TORONTO, May 27, 2015 /CNW/ - The Human Rights Tribunal of Ontario has found Presteve Foods Limited discriminated against two women from Mexico working under the Temporary Foreign Worker program. One of the two remaining complainants out of 39 received the highest damages award in the Tribunal's history‎. The Tribunal found that the women were exposed to sexual solicitation, sexual harassment, discrimination in employment, and a sexually poisoned work environment.

One complainant in the case, known by her initials O.P.T., wishes to make the following statement:

"I want to tell all women that are in a similar situation, that they should not be silent and that there is justice and they should not just accept mistreatment or humiliation. We must not stay silent. [As a migrant] one feels that she/he has to stay there [in the workplace] and there is nowhere to go or no one to talk to. Under the temporary foreign worker program, the boss has all the power - over your money, house, status, everything. They have you tied to their will. It has been 8 years to obtain justice but 8 years and justice is finally here today."

The union representing O.P.T. and intervener groups say that the ruling underscores the failings of both the provincial and federal government to protect temporary foreign workers. They say that the "closed" work permit imperils workers, especially women.

"While an absolute vindication for these women, the real take-away from the case is that the Temporary Foreign Worker Program creates the conditions that allowed this exploitation to go unchecked," said Niki Lundquist, Unifor, Counsel to the Applicants. "Handcuffing workers to employers creates vulnerability and without meaningful oversight, abuse is inevitable."

"Workers in these programs are held hostage by a single employer. There is no way to leave. While we are satisfied the Tribunal ordered financial compensation to two of the women who were assaulted and threatened with deportation, the case cries out for a systemic overhaul of the programs and protections for migrant workers," said Grace Vaccarelli, Human Rights Legal Support Centre.

"This decision is an indictment not only against Jose Pratas and Presteve Foods but an indictment against Canada's temporary foreign worker program. We hope this decision breaks the silence of tens of thousands who toil under exploitative working and living conditions," said Justicia for Migrant Workers organizer Chris Ramsaroop.
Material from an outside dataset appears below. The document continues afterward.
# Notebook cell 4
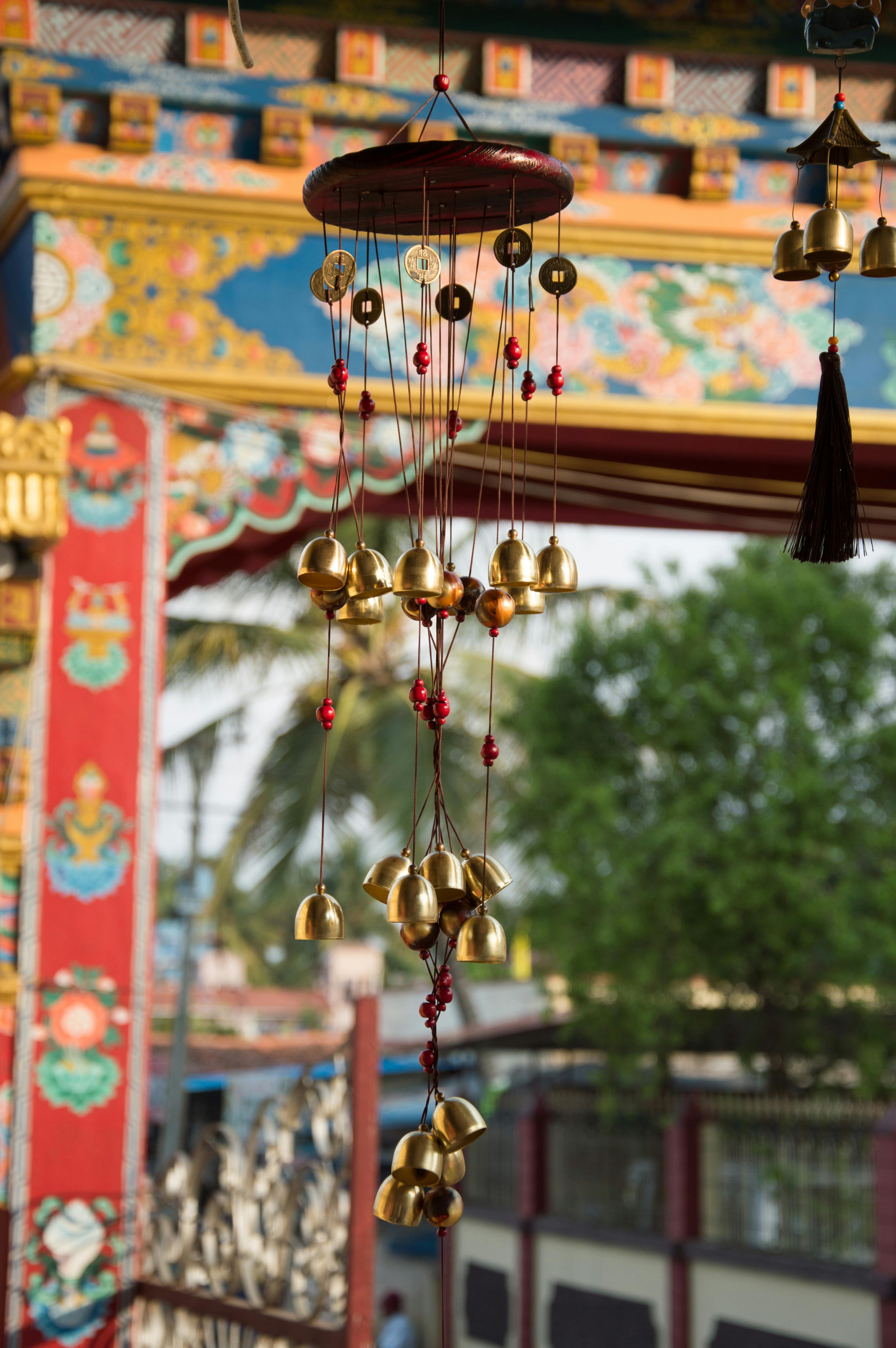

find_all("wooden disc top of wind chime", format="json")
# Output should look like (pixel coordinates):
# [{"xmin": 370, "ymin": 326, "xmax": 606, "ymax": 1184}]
[{"xmin": 302, "ymin": 140, "xmax": 574, "ymax": 235}]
In his ruling, adjudicator Mark Hart repeatedly commented on the vulnerability of O.P.T. as a migrant worker:  "…migrant workers, like OPT live under the ever-present threat of having their designated employer decide to end the employment relations for which they require no reason and for which there is no appeal or review" (paragraph 216).

Unifor, HRLSC, and Justicia are calling for changes to the temporary foreign worker program that include: providing permanent immigration status for migrant workers, ending closed work permits so that migrant workers are no longer indentured to a single employer, ending recruitment fees and holding both employers and recruiters liable for violations against migrant workers.